If you're using the tracing feature:
1. Make sure to install Arize Phoenix: `pip install "arize-phoenix[llama-index]"`
2. Start the Phoenix server before running your command: `phoenix serve`
3. Access the tracing UI at http://localhost:6006 after execution

### 🎬 Demo Videos

1. **Shopping Assistant**: Watch how DroidRun searches Amazon for headphones and sends the top 3 products to a colleague on WhatsApp.
   
   Prompt: "Go to Amazon, search for headphones and write the top 3 products to my colleague on WhatsApp."
   
   [![Shopping Assistant Demo](https://img.youtube.com/vi/VQK3JcifgwU/0.jpg)](https://www.youtube.com/watch?v=VQK3JcifgwU)

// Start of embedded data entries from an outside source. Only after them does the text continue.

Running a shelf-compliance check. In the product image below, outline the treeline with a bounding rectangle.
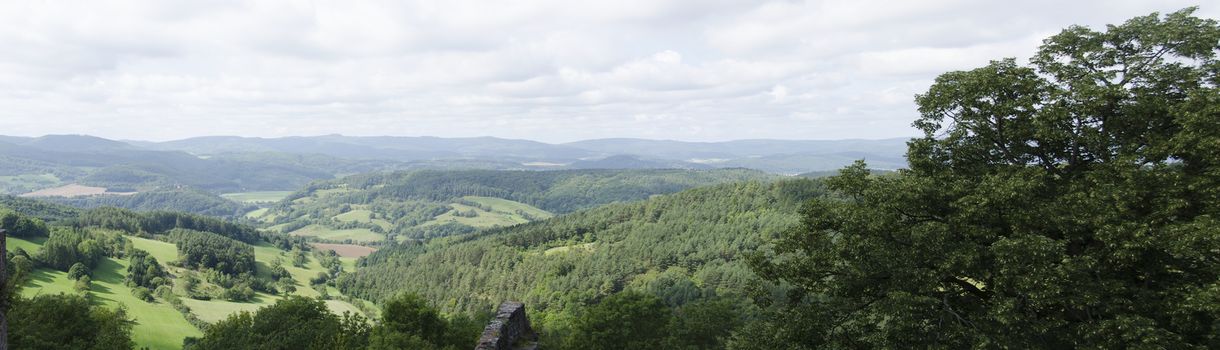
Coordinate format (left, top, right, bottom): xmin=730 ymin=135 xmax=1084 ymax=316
xmin=183 ymin=295 xmax=488 ymax=350
xmin=46 ymin=189 xmax=255 ymax=218
xmin=271 ymin=170 xmax=773 ymax=239
xmin=72 ymin=207 xmax=309 ymax=250
xmin=166 ymin=228 xmax=254 ymax=274
xmin=0 ymin=195 xmax=82 ymax=222
xmin=321 ymin=170 xmax=771 ymax=213
xmin=337 ymin=179 xmax=821 ymax=327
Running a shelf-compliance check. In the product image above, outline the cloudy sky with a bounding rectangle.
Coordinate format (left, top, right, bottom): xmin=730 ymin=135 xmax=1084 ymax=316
xmin=0 ymin=0 xmax=1220 ymax=141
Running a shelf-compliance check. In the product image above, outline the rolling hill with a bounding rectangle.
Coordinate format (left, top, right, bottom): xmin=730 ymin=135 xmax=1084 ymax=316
xmin=257 ymin=170 xmax=775 ymax=243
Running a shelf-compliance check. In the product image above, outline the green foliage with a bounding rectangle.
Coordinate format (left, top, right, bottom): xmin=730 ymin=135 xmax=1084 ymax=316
xmin=737 ymin=9 xmax=1220 ymax=349
xmin=48 ymin=189 xmax=254 ymax=217
xmin=0 ymin=195 xmax=81 ymax=223
xmin=336 ymin=179 xmax=821 ymax=327
xmin=7 ymin=294 xmax=135 ymax=350
xmin=372 ymin=294 xmax=453 ymax=349
xmin=167 ymin=228 xmax=254 ymax=274
xmin=0 ymin=207 xmax=50 ymax=238
xmin=72 ymin=274 xmax=93 ymax=294
xmin=68 ymin=262 xmax=89 ymax=280
xmin=565 ymin=291 xmax=670 ymax=350
xmin=127 ymin=249 xmax=167 ymax=289
xmin=38 ymin=227 xmax=114 ymax=274
xmin=270 ymin=170 xmax=771 ymax=238
xmin=188 ymin=296 xmax=368 ymax=350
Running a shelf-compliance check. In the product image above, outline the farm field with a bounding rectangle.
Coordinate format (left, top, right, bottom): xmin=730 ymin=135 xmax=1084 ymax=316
xmin=221 ymin=190 xmax=293 ymax=202
xmin=21 ymin=184 xmax=135 ymax=196
xmin=422 ymin=196 xmax=554 ymax=228
xmin=334 ymin=209 xmax=394 ymax=229
xmin=0 ymin=173 xmax=62 ymax=194
xmin=6 ymin=235 xmax=364 ymax=349
xmin=288 ymin=224 xmax=386 ymax=243
xmin=9 ymin=238 xmax=203 ymax=349
xmin=310 ymin=243 xmax=377 ymax=257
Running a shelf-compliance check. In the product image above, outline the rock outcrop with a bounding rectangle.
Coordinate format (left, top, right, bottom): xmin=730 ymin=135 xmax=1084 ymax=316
xmin=475 ymin=301 xmax=538 ymax=350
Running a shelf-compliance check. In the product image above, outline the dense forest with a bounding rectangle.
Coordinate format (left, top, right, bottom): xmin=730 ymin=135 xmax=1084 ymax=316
xmin=264 ymin=170 xmax=775 ymax=240
xmin=0 ymin=9 xmax=1220 ymax=350
xmin=45 ymin=189 xmax=255 ymax=217
xmin=337 ymin=180 xmax=821 ymax=336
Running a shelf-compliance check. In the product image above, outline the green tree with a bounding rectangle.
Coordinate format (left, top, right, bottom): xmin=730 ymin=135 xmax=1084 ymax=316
xmin=7 ymin=294 xmax=135 ymax=350
xmin=664 ymin=299 xmax=742 ymax=349
xmin=68 ymin=262 xmax=89 ymax=279
xmin=0 ymin=209 xmax=49 ymax=238
xmin=73 ymin=274 xmax=93 ymax=294
xmin=188 ymin=296 xmax=368 ymax=350
xmin=565 ymin=291 xmax=670 ymax=349
xmin=734 ymin=9 xmax=1220 ymax=349
xmin=370 ymin=294 xmax=453 ymax=349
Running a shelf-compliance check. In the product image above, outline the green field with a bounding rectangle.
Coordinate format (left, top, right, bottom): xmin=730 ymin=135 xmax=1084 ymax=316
xmin=334 ymin=209 xmax=394 ymax=229
xmin=127 ymin=235 xmax=178 ymax=265
xmin=0 ymin=173 xmax=63 ymax=194
xmin=6 ymin=235 xmax=364 ymax=349
xmin=221 ymin=190 xmax=293 ymax=202
xmin=9 ymin=238 xmax=203 ymax=349
xmin=423 ymin=196 xmax=554 ymax=228
xmin=182 ymin=293 xmax=279 ymax=323
xmin=245 ymin=207 xmax=271 ymax=218
xmin=289 ymin=224 xmax=386 ymax=243
xmin=5 ymin=237 xmax=46 ymax=255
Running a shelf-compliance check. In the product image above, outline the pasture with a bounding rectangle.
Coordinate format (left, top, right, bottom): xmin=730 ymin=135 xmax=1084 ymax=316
xmin=221 ymin=190 xmax=293 ymax=204
xmin=288 ymin=224 xmax=386 ymax=243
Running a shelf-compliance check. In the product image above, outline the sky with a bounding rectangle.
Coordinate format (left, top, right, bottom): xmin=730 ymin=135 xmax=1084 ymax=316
xmin=0 ymin=0 xmax=1220 ymax=143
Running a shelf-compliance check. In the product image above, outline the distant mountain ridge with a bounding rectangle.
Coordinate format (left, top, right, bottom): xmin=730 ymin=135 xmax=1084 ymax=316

2. **Social Media Automation**: See DroidRun open X (Twitter) and post "Hello World".
   
   Prompt: "Open up X and post Hello World."
   
   [![Social Media Automation Demo](https://img.youtube.com/vi/i4-sDQhzt_M/0.jpg)](https://www.youtube.com/watch?v=i4-sDQhzt_M)

## 💡 Example Use Cases

- Automated UI testing of Android applications
- Creating guided workflows for non-technical users
- Automating repetitive tasks on Android devices
- Remote assistance for less technical users
- Exploring Android UI with natural language commands

## 🗺️ Roadmap

### 🤖 Agent:
- **Improve memory**: Enhance context retention for complex multi-step tasks
- **Expand planning capabilities**: Add support for more complex reasoning strategies
- **Add Integrations**: Support more LLM providers and agent frameworks (LangChain, Agno etc.)

### ⚙️ Automations:
- **Create Automation Scripts**: Generate reusable scripts from agent actions that can be scheduled or shared

### ☁️ Cloud:
- **Hosted version**: Remote device control via web interface without local setup
- **Add-Ons**: Marketplace for extensions serving specific use cases
- **Proxy Hours**: Cloud compute time with tiered pricing for running automations
- **Droidrun AppStore**: Simple installation of Apps on your hosted devices

## 👥 Contributing

Contributions are welcome! Please feel free to submit a Pull Request.

## 📄 License

This project is licensed under the MIT License - see the LICENSE file for details.